I'm a middle aged guy and have had three long term heterosexual relationships - I also have two kids, one of each, both teenagers After my last divorce (sexuality wasn't a direct cause although I was in a casual homosexual relationship while I was married) I had several homosexual relationships, most short. I have never been in love with someone of the same sex, although I have been in love with many women. I find naked men a lot more arousing than naked women though. As I get older, the whole prospect of coming out gets harder. People I've known for years expect me to be a certain kind of a guy - and I'm just not! So who the hell should I be today???
Be who you want to be. Do whatever feel right. You are under no obligation to conform to other people's "standards", and in this day and age, they shouldn't care.

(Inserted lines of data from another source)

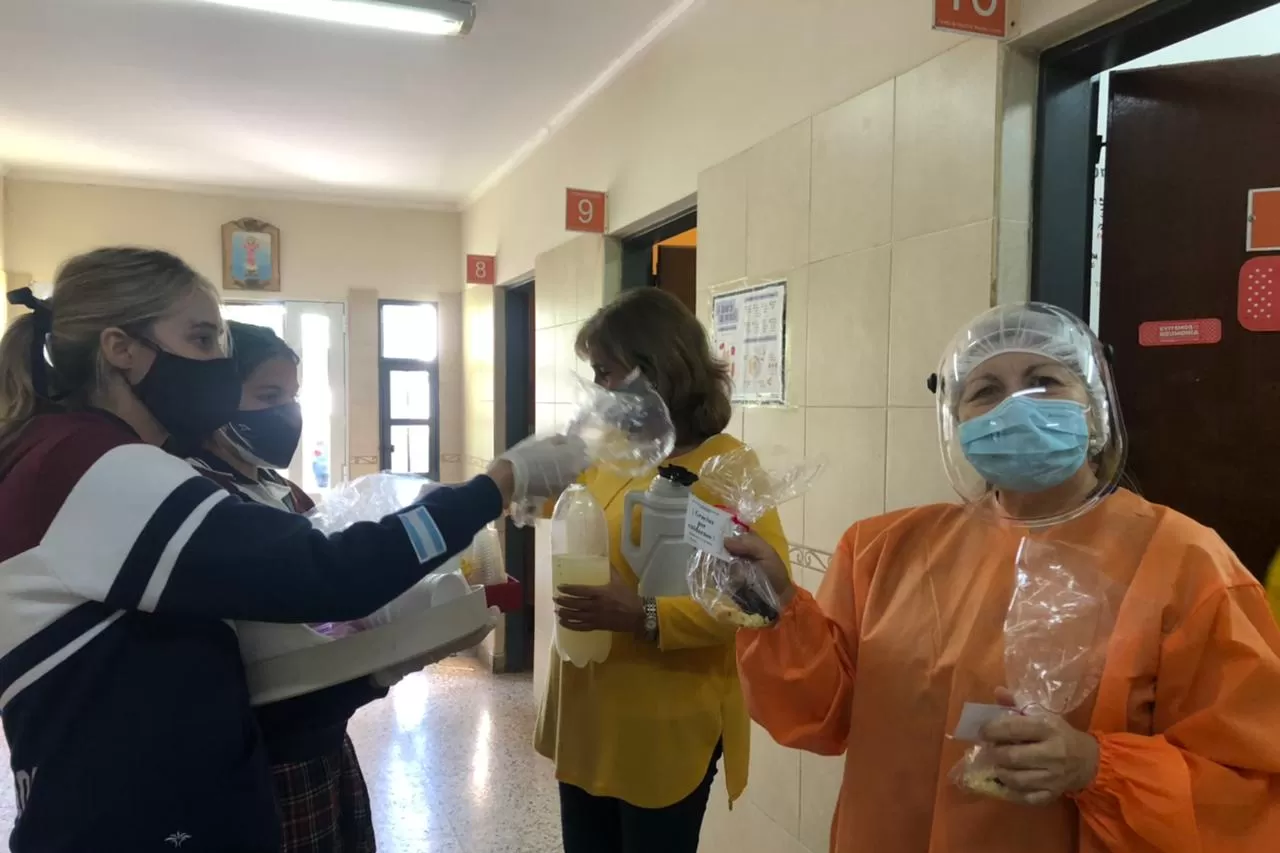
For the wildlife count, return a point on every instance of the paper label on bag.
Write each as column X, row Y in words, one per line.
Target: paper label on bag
column 976, row 716
column 705, row 528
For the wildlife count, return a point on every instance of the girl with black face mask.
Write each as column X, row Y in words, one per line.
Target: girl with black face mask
column 122, row 569
column 319, row 787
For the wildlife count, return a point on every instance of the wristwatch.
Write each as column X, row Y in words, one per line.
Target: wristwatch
column 650, row 619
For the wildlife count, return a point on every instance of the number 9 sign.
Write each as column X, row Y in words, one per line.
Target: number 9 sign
column 585, row 211
column 973, row 17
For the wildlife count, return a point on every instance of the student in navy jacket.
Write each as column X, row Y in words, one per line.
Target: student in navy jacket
column 122, row 689
column 319, row 788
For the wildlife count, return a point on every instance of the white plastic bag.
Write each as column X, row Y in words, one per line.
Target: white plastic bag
column 371, row 498
column 626, row 432
column 736, row 591
column 368, row 498
column 1056, row 633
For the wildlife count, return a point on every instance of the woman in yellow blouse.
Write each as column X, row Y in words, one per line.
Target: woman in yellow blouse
column 636, row 739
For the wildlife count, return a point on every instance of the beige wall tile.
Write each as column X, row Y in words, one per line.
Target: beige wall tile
column 798, row 337
column 452, row 418
column 1013, row 261
column 775, row 781
column 914, row 471
column 478, row 342
column 777, row 437
column 940, row 282
column 777, row 203
column 945, row 141
column 588, row 270
column 853, row 486
column 819, row 790
column 848, row 347
column 1019, row 92
column 545, row 383
column 544, row 423
column 722, row 222
column 549, row 283
column 480, row 430
column 566, row 364
column 853, row 174
column 563, row 415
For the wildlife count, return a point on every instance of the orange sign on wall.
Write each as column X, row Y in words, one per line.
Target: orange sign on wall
column 1264, row 229
column 1180, row 333
column 585, row 210
column 973, row 17
column 481, row 269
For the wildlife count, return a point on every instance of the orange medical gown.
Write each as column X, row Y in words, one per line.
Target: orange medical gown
column 908, row 626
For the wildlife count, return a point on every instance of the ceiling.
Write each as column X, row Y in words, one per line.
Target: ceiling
column 181, row 92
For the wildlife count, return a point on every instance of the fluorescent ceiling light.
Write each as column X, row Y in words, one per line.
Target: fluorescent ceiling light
column 423, row 17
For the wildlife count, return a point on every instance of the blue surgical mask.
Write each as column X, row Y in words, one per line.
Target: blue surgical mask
column 1027, row 443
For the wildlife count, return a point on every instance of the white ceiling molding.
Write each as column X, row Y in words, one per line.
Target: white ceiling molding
column 172, row 94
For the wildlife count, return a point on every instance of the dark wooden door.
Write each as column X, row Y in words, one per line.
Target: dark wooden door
column 677, row 273
column 1185, row 146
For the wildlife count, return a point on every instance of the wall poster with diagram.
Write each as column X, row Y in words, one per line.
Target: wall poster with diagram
column 749, row 334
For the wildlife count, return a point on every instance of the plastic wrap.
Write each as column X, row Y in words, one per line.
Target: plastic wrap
column 732, row 589
column 1057, row 628
column 626, row 430
column 370, row 498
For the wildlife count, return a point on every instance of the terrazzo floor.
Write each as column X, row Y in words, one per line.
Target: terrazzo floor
column 449, row 765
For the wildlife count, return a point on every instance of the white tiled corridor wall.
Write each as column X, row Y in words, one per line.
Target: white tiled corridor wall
column 882, row 215
column 571, row 282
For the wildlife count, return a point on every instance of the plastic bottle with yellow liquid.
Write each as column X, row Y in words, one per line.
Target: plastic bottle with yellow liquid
column 580, row 556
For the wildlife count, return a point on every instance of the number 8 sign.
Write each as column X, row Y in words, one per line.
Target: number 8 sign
column 481, row 269
column 973, row 17
column 585, row 210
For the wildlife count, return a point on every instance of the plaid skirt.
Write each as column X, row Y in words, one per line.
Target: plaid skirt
column 324, row 804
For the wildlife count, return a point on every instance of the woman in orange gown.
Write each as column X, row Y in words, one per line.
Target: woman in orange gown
column 1178, row 747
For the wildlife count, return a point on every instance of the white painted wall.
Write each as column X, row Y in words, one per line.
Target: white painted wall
column 325, row 249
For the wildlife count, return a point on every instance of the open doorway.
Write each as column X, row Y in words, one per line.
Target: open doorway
column 664, row 256
column 1162, row 240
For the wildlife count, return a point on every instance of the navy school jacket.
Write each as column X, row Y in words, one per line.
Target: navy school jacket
column 122, row 690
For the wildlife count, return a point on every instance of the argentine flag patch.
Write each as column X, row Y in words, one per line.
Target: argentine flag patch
column 420, row 527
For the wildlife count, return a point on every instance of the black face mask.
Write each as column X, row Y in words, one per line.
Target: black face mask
column 190, row 397
column 270, row 434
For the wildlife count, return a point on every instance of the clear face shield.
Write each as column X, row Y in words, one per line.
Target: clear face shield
column 1028, row 415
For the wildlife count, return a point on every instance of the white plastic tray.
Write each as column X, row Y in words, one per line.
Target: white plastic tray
column 429, row 635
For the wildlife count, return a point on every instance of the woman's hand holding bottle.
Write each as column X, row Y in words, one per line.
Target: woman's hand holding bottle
column 749, row 546
column 539, row 468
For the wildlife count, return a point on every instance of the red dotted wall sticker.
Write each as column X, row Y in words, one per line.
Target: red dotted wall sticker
column 1258, row 301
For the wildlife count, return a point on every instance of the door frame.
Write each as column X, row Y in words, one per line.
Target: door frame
column 385, row 366
column 638, row 249
column 1066, row 140
column 517, row 310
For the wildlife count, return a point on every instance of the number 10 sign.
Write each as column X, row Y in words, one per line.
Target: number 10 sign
column 584, row 210
column 973, row 17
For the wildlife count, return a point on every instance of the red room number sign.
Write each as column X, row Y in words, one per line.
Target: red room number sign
column 585, row 210
column 973, row 17
column 481, row 269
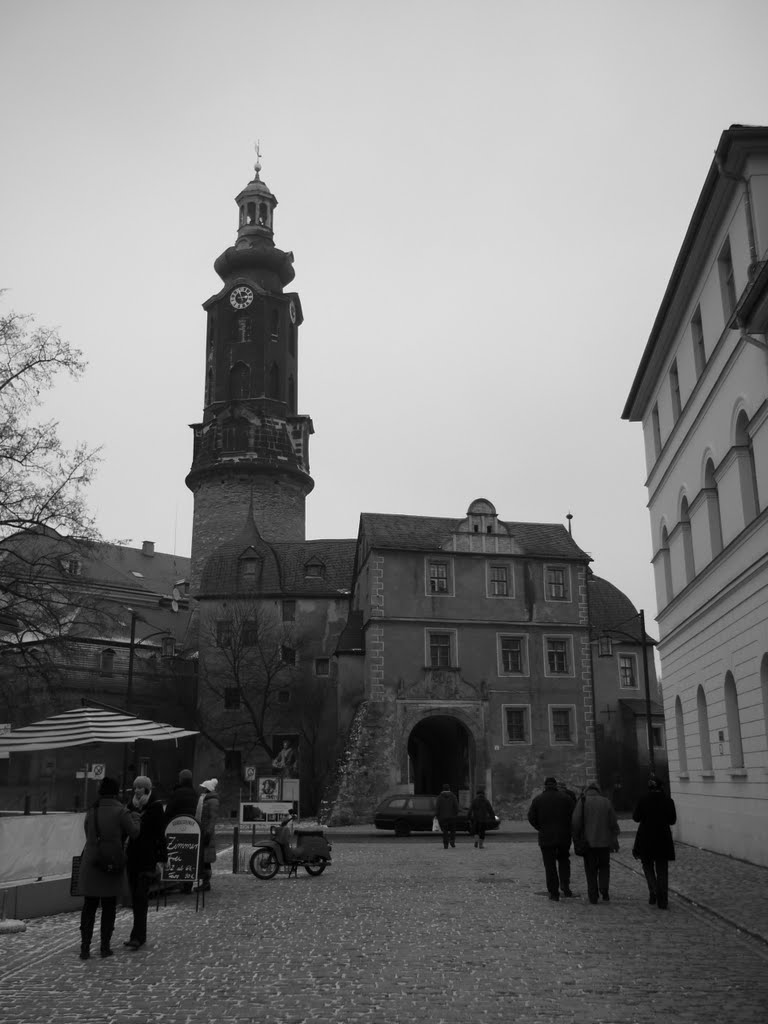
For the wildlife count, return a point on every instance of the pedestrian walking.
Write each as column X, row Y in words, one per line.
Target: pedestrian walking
column 550, row 814
column 481, row 816
column 108, row 824
column 654, row 847
column 446, row 811
column 146, row 853
column 207, row 812
column 594, row 822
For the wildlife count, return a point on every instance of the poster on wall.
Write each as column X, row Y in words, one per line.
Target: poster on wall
column 261, row 814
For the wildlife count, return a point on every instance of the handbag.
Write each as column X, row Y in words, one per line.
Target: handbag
column 110, row 856
column 581, row 845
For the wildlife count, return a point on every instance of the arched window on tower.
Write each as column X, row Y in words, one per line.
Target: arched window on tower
column 748, row 476
column 704, row 730
column 273, row 388
column 688, row 563
column 734, row 723
column 682, row 754
column 716, row 528
column 292, row 395
column 240, row 377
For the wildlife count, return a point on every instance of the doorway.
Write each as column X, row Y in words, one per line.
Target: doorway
column 438, row 752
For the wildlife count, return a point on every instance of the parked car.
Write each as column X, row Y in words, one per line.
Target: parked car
column 404, row 814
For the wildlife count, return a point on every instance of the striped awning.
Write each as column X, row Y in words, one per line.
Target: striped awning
column 86, row 725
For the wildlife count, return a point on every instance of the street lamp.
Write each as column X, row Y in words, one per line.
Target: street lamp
column 605, row 649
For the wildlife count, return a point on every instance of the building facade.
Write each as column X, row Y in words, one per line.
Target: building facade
column 701, row 394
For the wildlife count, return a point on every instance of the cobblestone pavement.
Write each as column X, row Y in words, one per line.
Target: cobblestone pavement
column 401, row 931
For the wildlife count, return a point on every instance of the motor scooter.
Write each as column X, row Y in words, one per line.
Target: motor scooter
column 291, row 847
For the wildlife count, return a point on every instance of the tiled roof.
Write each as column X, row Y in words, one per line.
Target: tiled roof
column 411, row 532
column 609, row 606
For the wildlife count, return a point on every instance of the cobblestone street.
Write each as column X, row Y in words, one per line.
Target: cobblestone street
column 399, row 931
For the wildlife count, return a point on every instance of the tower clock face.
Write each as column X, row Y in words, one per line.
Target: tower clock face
column 241, row 297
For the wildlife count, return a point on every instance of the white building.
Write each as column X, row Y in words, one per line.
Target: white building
column 701, row 394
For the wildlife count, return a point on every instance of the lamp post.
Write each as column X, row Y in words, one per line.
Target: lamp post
column 605, row 649
column 132, row 644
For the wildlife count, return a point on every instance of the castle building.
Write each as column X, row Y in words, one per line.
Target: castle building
column 700, row 392
column 425, row 650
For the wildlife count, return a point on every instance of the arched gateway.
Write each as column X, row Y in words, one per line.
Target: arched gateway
column 440, row 750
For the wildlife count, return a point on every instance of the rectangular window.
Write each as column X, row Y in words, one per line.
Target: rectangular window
column 727, row 281
column 511, row 649
column 288, row 654
column 557, row 656
column 438, row 578
column 699, row 354
column 499, row 581
column 517, row 724
column 675, row 389
column 627, row 674
column 561, row 720
column 656, row 428
column 231, row 698
column 439, row 650
column 557, row 583
column 289, row 611
column 223, row 633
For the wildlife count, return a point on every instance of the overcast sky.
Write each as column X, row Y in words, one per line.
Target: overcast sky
column 484, row 202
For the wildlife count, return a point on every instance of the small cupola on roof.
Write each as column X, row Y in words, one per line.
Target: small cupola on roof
column 256, row 205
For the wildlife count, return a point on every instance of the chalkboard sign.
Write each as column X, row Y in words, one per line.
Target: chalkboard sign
column 182, row 840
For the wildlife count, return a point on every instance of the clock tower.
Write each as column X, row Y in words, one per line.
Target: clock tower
column 252, row 448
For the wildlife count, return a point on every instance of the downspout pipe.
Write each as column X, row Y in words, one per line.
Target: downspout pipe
column 748, row 208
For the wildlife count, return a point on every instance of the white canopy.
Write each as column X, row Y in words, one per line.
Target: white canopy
column 86, row 725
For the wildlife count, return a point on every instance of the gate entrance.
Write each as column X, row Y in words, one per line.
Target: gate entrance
column 438, row 752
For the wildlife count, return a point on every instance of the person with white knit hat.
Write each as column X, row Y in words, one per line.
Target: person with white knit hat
column 206, row 813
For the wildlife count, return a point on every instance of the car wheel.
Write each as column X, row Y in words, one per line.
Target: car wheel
column 264, row 864
column 316, row 868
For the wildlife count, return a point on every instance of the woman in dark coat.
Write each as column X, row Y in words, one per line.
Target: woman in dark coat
column 115, row 823
column 653, row 844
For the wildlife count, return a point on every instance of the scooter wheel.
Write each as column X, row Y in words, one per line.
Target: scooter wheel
column 264, row 864
column 315, row 868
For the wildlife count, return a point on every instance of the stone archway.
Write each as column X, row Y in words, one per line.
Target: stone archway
column 440, row 750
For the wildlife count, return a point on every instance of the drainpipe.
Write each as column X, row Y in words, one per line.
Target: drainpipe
column 748, row 208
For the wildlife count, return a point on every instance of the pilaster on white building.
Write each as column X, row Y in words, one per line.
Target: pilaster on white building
column 701, row 394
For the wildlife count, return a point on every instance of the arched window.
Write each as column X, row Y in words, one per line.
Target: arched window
column 682, row 754
column 667, row 564
column 239, row 381
column 689, row 566
column 704, row 730
column 273, row 391
column 716, row 528
column 748, row 473
column 734, row 725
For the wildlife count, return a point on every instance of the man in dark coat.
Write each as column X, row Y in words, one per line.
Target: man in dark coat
column 183, row 799
column 145, row 854
column 108, row 824
column 446, row 811
column 653, row 844
column 550, row 814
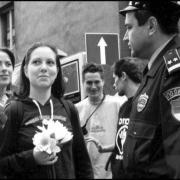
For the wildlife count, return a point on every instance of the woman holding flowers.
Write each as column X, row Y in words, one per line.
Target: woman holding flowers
column 42, row 142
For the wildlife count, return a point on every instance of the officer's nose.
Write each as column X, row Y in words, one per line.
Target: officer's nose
column 43, row 66
column 4, row 67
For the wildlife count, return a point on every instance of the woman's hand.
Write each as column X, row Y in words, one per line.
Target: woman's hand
column 44, row 158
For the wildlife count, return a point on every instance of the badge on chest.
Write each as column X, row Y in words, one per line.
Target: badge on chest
column 142, row 101
column 173, row 97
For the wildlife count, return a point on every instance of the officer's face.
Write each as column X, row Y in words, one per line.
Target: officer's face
column 93, row 84
column 136, row 36
column 119, row 85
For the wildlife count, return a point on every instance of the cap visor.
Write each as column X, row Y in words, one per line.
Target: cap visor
column 125, row 10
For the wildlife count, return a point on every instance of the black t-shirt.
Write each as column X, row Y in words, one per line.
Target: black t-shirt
column 122, row 126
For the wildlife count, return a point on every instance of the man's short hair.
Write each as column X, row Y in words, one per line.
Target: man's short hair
column 133, row 67
column 93, row 68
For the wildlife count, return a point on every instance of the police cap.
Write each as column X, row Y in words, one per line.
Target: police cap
column 158, row 7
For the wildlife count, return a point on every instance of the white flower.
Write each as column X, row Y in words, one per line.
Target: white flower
column 52, row 133
column 43, row 142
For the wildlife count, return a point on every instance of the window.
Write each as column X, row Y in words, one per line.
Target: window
column 7, row 26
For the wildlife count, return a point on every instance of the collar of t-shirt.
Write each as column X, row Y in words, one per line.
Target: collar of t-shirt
column 156, row 53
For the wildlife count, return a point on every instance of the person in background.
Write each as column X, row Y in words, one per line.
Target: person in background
column 7, row 62
column 40, row 97
column 152, row 148
column 98, row 116
column 127, row 73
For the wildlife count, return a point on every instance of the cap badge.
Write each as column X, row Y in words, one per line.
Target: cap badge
column 142, row 101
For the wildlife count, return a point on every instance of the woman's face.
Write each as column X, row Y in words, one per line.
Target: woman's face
column 42, row 68
column 6, row 69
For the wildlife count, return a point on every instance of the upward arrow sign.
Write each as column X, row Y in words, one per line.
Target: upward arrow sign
column 102, row 45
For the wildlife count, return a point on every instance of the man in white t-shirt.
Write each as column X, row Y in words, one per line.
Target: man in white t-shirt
column 98, row 115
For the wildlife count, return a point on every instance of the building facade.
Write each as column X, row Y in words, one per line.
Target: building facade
column 61, row 23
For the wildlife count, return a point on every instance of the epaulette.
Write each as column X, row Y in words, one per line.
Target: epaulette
column 172, row 60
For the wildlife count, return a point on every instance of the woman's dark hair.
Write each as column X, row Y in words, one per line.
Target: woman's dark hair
column 10, row 54
column 167, row 22
column 131, row 66
column 58, row 87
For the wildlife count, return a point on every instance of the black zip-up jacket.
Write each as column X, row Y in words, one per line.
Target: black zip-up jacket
column 16, row 152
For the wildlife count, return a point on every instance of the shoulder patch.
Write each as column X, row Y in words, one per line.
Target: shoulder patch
column 172, row 60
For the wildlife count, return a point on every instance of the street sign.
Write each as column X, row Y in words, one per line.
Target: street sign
column 102, row 48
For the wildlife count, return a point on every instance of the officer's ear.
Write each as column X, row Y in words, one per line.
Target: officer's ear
column 152, row 25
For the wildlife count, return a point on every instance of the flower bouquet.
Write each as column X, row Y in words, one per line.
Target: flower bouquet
column 52, row 134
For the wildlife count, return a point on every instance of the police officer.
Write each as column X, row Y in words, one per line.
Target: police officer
column 152, row 147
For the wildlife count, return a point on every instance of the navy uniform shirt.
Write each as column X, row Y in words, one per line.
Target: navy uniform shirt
column 153, row 138
column 117, row 155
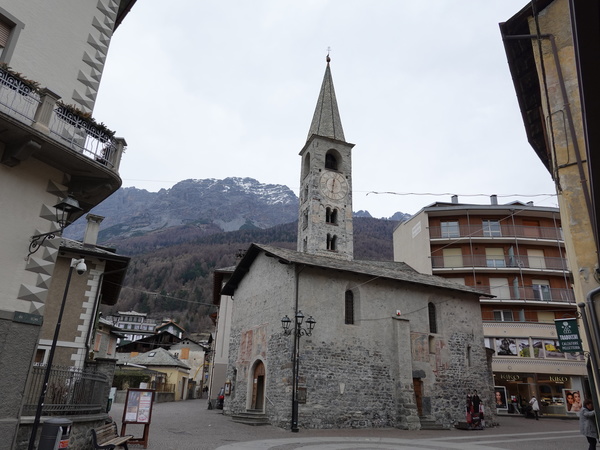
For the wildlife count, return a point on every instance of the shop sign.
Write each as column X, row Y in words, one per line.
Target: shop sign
column 568, row 335
column 510, row 377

Hey Huggie, welcome to EC! You have asked the most fundamental question of all, and it is the most terrifying. What is happening to you has happened to us...we became ourselves, and the hardest part of that is letting go. That means letting go of who you thought you were, letting go of any concern about what others may think, and letting go of the past. You ask us who you should be, that is both easy to answer and hard to do: be yourself, and live with yourself with integrity, so that what you are on the inside matches what you are on the outside...us gay guys: it's all about what matches!
I went to a social event earlier this week attended by several thousand people. I brought my boyfriend with me. I was simply myself, for everyone to see. I did not give it a second thought. I am whom I am......
I'm sure I'll get there - I'm having a tough time convincing myself right now. I've told a few female friends that I'm gay and they're good with it but my oldest friends and kids? Hmmmm...harder!